O ministro Alexandre de Moraes sinalizou aos colegas do STF que o inquérito das fake news deverá ficar aberto até, pelo menos, 2027. A expectativa é que ele assuma a presidência da Corte no ano seguinte, substituindo Edson Fachin.
O inquérito foi aberto em 2019 por determinação de Dias Toffoli e tem Moraes como relator. Inicialmente apurou ataques a ministros do Supremo e envolve servidores da Receita que teriam vazado dados sigilosos.
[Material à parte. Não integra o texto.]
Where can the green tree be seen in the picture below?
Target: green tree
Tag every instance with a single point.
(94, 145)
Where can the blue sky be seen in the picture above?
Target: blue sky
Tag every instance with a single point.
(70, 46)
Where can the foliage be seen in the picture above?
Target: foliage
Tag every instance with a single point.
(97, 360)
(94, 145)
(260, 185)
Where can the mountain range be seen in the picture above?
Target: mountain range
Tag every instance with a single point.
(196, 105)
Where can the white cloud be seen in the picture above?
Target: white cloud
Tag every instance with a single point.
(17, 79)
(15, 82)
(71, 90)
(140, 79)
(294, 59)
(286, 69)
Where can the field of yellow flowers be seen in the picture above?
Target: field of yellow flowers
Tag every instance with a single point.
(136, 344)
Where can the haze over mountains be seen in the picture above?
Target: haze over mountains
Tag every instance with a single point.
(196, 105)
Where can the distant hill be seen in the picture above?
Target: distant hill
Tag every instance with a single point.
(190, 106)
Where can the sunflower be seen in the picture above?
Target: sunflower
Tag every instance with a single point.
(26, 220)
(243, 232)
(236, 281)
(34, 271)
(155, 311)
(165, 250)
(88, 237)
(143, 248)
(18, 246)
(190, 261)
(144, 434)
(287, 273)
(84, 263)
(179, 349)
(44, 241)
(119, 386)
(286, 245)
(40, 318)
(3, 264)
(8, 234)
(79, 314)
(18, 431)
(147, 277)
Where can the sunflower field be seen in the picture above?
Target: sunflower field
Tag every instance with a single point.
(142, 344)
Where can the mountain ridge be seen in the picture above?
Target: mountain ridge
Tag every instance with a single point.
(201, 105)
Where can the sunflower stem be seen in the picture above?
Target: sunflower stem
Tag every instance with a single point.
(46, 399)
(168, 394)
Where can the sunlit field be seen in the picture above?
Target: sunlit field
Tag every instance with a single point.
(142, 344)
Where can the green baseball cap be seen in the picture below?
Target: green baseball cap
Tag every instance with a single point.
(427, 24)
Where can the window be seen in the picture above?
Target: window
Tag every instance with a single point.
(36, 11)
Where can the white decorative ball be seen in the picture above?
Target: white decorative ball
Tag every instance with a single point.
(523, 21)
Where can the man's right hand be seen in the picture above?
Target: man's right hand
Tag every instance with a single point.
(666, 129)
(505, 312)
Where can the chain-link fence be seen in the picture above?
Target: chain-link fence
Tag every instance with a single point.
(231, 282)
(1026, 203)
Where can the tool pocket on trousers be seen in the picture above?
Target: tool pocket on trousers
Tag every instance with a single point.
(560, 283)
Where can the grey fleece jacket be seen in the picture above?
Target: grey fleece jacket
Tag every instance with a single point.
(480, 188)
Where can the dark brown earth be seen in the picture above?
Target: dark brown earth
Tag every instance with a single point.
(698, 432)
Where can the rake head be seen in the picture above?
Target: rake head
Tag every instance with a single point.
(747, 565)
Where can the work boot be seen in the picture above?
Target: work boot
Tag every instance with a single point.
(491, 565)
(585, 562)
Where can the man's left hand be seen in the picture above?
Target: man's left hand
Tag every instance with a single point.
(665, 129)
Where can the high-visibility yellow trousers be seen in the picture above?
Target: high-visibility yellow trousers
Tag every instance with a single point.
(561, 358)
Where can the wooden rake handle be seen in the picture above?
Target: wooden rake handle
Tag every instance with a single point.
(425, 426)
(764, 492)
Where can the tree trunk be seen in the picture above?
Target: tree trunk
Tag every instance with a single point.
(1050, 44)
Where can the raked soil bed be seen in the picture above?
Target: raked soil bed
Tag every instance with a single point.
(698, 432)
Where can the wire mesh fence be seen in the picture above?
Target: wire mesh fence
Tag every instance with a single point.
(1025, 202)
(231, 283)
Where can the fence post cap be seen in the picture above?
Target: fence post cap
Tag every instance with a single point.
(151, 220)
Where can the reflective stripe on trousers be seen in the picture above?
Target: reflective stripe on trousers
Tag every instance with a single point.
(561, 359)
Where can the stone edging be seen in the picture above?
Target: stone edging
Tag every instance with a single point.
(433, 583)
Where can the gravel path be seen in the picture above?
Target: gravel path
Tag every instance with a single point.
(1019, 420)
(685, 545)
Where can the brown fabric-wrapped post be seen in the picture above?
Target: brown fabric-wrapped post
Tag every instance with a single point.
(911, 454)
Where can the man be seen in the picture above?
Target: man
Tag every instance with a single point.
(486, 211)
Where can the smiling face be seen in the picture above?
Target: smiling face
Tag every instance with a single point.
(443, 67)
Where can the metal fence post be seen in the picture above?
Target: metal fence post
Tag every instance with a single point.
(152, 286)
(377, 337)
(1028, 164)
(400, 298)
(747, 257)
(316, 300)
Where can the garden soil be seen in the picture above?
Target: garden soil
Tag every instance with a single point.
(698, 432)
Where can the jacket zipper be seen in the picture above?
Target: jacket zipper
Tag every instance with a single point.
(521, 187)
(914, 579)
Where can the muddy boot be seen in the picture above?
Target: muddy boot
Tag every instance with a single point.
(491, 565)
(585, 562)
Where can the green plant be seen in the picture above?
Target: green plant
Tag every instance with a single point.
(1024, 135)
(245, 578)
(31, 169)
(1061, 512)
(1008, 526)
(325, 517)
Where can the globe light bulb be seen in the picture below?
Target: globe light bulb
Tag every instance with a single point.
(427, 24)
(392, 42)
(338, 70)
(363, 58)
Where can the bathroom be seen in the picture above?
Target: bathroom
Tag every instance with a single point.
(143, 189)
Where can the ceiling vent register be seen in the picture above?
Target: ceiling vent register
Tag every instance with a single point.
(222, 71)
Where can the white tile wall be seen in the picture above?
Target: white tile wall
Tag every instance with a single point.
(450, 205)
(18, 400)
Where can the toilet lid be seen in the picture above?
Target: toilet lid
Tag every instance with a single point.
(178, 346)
Em 2020, o STF decidiu pela constitucionalidade do inquérito por 10 votos a 1, com Marco Aurélio Mello sendo o voto divergente. Na época, a decisão ocorreu sob pressão de diferentes correntes políticas.
Contexto e desdobramentos
O Ministério Público divergiu de Toffoli e pediu arquivamento, o que foi negado por Moraes. Hoje, o instrumento é visto por uma parte do tribunal como ferramenta de investigação necessária, especialmente em ano eleitoral.
O atual chefe do Ministério Público, Paulo Gonet, reforça a legitimidade do inquérito, em contraste com gestões anteriores. A ala que defende a continuidade do processo argumenta que ataques à Corte podem retornar na campanha de 2026.